Let's play with 236 exp(x) implementation. This work is the code of my exponential paper, how make an exponential faster than vendor exp(x). All details are in this paper. The idea is to perform factorization for the polynomial evaluation of the exp(x) function. For each factor choose a method evaluation and bench. As processors are out of order, you never know what will be the results, surprise!
At least it works on X86, I did not tested since a long time on Power because I do not have any machine available.
Minimum Recquirements:
- GCC > 4.9 (primary compiler because inlining is better)
- Intel Compiler (to compare to vendor implementation)
- Power/X86 system
- linux system
- cmake > 2.9
- machine that understand x86/ppc ASM and the inline GCC mode
Arborescence:
poly -- bench (contains the benchmarks for latency/throughtput/ulp + header for the timer library)

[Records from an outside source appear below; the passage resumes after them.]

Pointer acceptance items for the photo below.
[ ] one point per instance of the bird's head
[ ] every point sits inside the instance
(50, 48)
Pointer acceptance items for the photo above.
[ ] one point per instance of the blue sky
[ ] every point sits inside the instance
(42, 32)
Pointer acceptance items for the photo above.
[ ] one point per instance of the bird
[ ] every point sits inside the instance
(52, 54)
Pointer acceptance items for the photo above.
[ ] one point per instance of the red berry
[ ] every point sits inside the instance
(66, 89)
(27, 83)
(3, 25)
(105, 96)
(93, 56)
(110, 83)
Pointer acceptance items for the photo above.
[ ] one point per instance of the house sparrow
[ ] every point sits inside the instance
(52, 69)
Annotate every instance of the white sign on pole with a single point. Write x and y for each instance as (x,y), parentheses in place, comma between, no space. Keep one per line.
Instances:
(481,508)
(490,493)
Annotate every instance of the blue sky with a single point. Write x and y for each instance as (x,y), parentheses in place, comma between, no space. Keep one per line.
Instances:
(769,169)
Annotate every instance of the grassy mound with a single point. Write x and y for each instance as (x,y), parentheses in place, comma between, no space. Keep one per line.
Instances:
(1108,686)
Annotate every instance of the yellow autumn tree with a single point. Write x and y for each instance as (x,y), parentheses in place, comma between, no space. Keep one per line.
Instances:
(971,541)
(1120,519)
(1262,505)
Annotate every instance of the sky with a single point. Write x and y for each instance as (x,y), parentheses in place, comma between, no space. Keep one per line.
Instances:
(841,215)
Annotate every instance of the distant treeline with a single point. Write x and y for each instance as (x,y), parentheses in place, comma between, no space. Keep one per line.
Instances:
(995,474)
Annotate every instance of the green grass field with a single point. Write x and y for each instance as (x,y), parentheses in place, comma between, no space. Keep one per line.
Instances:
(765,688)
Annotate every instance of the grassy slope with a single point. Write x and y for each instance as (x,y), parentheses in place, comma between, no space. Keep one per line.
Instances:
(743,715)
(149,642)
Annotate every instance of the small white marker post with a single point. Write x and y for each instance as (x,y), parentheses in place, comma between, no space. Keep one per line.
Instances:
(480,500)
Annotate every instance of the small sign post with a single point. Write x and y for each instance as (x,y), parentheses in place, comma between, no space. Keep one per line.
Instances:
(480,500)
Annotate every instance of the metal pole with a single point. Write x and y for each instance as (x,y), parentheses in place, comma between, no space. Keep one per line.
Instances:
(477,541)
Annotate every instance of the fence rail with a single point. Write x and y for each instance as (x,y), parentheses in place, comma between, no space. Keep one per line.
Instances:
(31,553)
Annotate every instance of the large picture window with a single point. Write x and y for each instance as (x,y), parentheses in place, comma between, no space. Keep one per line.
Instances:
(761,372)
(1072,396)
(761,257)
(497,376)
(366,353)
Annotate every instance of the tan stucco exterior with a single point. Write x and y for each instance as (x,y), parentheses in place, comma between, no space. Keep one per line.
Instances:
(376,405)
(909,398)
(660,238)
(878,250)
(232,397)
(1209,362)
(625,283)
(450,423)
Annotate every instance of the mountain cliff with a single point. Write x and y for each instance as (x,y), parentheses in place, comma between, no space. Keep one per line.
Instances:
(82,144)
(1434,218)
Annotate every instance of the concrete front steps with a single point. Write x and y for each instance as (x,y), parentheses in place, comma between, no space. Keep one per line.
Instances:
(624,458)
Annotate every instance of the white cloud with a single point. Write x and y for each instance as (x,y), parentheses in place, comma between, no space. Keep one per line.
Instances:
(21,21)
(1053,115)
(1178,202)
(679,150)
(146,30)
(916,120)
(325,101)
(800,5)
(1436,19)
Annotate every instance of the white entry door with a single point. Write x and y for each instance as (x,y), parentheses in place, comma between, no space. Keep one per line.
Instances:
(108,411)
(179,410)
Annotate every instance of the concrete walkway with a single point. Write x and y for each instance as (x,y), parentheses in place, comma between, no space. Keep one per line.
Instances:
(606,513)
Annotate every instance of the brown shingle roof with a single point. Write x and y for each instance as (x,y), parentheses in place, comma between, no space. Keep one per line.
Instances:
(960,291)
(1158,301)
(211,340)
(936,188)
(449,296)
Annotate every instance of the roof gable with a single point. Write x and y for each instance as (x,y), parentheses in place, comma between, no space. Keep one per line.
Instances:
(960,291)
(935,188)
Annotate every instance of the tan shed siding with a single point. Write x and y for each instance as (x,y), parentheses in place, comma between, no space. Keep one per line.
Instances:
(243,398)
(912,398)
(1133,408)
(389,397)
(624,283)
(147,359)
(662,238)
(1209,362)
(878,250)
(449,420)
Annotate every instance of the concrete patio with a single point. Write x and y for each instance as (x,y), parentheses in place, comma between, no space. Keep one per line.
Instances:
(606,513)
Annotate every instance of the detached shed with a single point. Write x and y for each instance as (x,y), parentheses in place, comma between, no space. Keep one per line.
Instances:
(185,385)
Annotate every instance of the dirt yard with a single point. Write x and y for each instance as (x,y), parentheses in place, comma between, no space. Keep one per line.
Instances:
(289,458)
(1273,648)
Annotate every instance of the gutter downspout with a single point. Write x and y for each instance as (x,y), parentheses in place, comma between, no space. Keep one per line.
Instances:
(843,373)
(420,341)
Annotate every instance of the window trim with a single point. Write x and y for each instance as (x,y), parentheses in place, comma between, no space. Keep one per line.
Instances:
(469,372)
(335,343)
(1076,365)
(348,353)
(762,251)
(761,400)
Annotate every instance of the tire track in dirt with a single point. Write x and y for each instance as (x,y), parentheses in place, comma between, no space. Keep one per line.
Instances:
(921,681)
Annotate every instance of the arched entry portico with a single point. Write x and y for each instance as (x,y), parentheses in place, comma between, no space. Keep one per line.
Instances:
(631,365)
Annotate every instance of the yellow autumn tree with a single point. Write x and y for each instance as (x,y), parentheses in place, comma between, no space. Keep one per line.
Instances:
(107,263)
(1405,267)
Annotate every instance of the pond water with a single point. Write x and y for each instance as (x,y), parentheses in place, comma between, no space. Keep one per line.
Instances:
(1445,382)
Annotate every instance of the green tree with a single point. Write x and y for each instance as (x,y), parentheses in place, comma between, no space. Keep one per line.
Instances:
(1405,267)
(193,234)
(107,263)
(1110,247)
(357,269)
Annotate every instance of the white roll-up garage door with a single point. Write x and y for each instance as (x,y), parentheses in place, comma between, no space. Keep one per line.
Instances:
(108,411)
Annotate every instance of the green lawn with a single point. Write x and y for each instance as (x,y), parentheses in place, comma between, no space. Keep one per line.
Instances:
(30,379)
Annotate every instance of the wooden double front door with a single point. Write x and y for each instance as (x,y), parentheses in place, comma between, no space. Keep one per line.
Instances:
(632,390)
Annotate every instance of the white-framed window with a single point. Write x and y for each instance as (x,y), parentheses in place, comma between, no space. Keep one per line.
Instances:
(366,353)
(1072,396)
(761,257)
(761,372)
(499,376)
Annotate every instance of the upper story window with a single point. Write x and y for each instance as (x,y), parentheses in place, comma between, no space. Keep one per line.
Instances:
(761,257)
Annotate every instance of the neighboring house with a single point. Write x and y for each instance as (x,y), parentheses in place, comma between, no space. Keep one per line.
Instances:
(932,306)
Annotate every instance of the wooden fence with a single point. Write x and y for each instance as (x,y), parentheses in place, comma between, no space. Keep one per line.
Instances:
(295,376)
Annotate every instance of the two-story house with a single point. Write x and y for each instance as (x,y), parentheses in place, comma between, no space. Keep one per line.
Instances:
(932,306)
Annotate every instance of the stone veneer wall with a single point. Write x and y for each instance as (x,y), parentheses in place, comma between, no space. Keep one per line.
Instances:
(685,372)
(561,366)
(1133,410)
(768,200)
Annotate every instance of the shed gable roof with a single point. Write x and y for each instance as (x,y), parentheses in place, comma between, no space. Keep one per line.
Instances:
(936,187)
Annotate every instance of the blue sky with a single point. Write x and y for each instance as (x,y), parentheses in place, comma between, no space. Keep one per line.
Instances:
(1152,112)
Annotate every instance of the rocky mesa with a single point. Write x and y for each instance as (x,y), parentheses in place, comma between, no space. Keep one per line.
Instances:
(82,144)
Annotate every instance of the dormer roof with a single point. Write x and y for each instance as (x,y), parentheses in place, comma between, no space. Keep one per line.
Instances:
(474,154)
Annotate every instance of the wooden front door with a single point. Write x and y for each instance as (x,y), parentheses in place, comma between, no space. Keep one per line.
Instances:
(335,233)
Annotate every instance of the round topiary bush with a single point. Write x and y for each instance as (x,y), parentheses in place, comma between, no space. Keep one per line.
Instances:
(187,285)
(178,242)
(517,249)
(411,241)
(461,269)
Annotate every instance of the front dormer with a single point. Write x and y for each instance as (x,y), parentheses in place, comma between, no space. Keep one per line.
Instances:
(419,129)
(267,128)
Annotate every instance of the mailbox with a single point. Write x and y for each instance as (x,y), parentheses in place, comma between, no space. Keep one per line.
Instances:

-- latency (latency benchmark)
-- throughtput (throughtput benchmark)
-- lib (contains implementation of exp, scalar/vector version)
-- exp
-- scalar (implementation of the exp scalar version)
-- vector (implementation of the exp vector version)
-- poly
-- scalar (implementation of the polynomial evaluation scalar version)
-- vector (implementation of the polynomial evaluation vector version)
-- tool
-- scalar(implementation of 2^k and the branching part for the scalar version)
-- vector(implementation of 2^k and the branching part for the vector version)
-- ulp (ulp benchmark)
-- cyme (DSL for the vectorial version)
-- dot (contains ASM - DAG graphiz format/ATT)
-- llc (tiny library to measure the throughput, read hardware counter)
-- poly (contains the program that generate all variations of the exp implementation for poly/lib directory)
Compilation
mkdir b
cd b
cmake ..
make // can be long > 3000 files to compile
Modification
ccmake .
POLY_CYME buidl the vectorial version using cyme DSL (ON DEFAULT)
POLY_BENCH build the benchmark throughput/ulp/latency (ON DEFAULT)
POLY_TEST build the test (ON DEFAULT)
CMAKE_BUILD_TYPE DEBUG (default) / RELEASE (mandatory for the perf)
Run (all)
run.sh b exp > out // b for the build directory and exp for the results
Run (by hand)
All numbers are fictives
Latency
./b/bench/latency/scalar_vector_latency_ed10 poly // run ed10 for the polynomial scalar and vector version
./b/bench/latency/scalar_vector_latency_ed10 exp // run ed10 for the polynomial scalar and vector version
./b/bench/latency/scalar_vector_latency_ed10 tool // run the 2^k and the boundary
[ewart@super_machine b]$ ./b/bench/latency/scalar_vector_latency_ed10 poly
scalar::poly 35.0671
vector::poly 30.2791
[ewart@super_machine b]$ ./b/bench/latency/scalar_vector_latency_ed10 exp
scalar::exp 75.0317
vector::exp 61.4446
[ewart@super_machine b]$ ./b/bench/latency/scalar_vector_latency_ed10 tool
scalar::twok 36.006
scalar::boundary 26.0249
vector::twok 31.0046 // 2^k
vector::boundary 20.96371 // the boundary condition
[ewart@super_machine b]$ ./b/bench/latency/scalar_vector_latency_ed10 vendor
imf 76.9489 // scalar version of intel
svml4d 75.166 //vec version of intel
ULP
./b/bench/ulp/exp/exp_scalar_ulp_ed10
3 // the ulp is 3 compare to std::exp (IEEE std)
Throughput
./bench/throughput/exp/exp_scalar_throughput_ed10
4.63
to postprocess (all)
perl pp_exp.pl out > out.hmtl
For the story: The directory poly/lib/scalar and poly/lib/vector contain the implementation of every exp(x). The generation of all theses files is performed with main.cpp of the lib directory.
If your machine is super experimental you may switch off (POLY_CYME,POLY_BENCH,POLY_TEST). Then you will a get a library for every implementation of the exp, free to you to work a simple benchmark with it.